8
votes

There is an island which is represented by square matrix nxn.

A person on the island is standing at any given co-ordinates (x,y). He can move in any direction one step right, left, up, down on the island. If he steps outside the island, he dies.

Let the island be represented as (0,0) to (n-1,n-1) (i.e nxn matrix) & person is standing at given co-ordinates (x,y). He is allowed to move n steps on the island (along the matrix). What is the probability that he is dead after he walks n steps on the island?

What should be the approach to find the probability using programming techniques?

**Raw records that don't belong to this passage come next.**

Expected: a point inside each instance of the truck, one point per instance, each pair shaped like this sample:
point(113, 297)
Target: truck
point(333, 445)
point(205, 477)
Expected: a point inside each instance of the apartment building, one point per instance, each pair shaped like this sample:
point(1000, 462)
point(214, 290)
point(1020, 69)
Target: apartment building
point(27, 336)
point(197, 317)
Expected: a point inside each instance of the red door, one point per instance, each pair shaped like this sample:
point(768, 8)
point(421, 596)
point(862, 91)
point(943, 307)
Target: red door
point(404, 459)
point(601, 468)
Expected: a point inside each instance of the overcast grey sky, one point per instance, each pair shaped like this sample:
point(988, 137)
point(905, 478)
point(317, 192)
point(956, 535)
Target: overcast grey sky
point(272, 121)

I have a mathematical method, but I don't know whether it's correct or not. Here it is:

The total number of outcomes are n^n. To calculate the number of outcomes which can lead to death of the person:

For each of the four directions, check how many steps can lead to him going out of the matrix. Then, apply the high school probability formula. For e.g. suppose the total number of steps he can take are 5; (x, y) = (2,1) [indexing is 0-based]. So, he needs to take 3 steps in north dir. to fall out of island. Keeping them in a group: (NNN) and making other 2 steps as any of the 4 choices, we have the formula: 4*4*3. Similarly, for other 3 directions. Finally, the probality = (sum of the calculated death outcomes) / (total outcomes)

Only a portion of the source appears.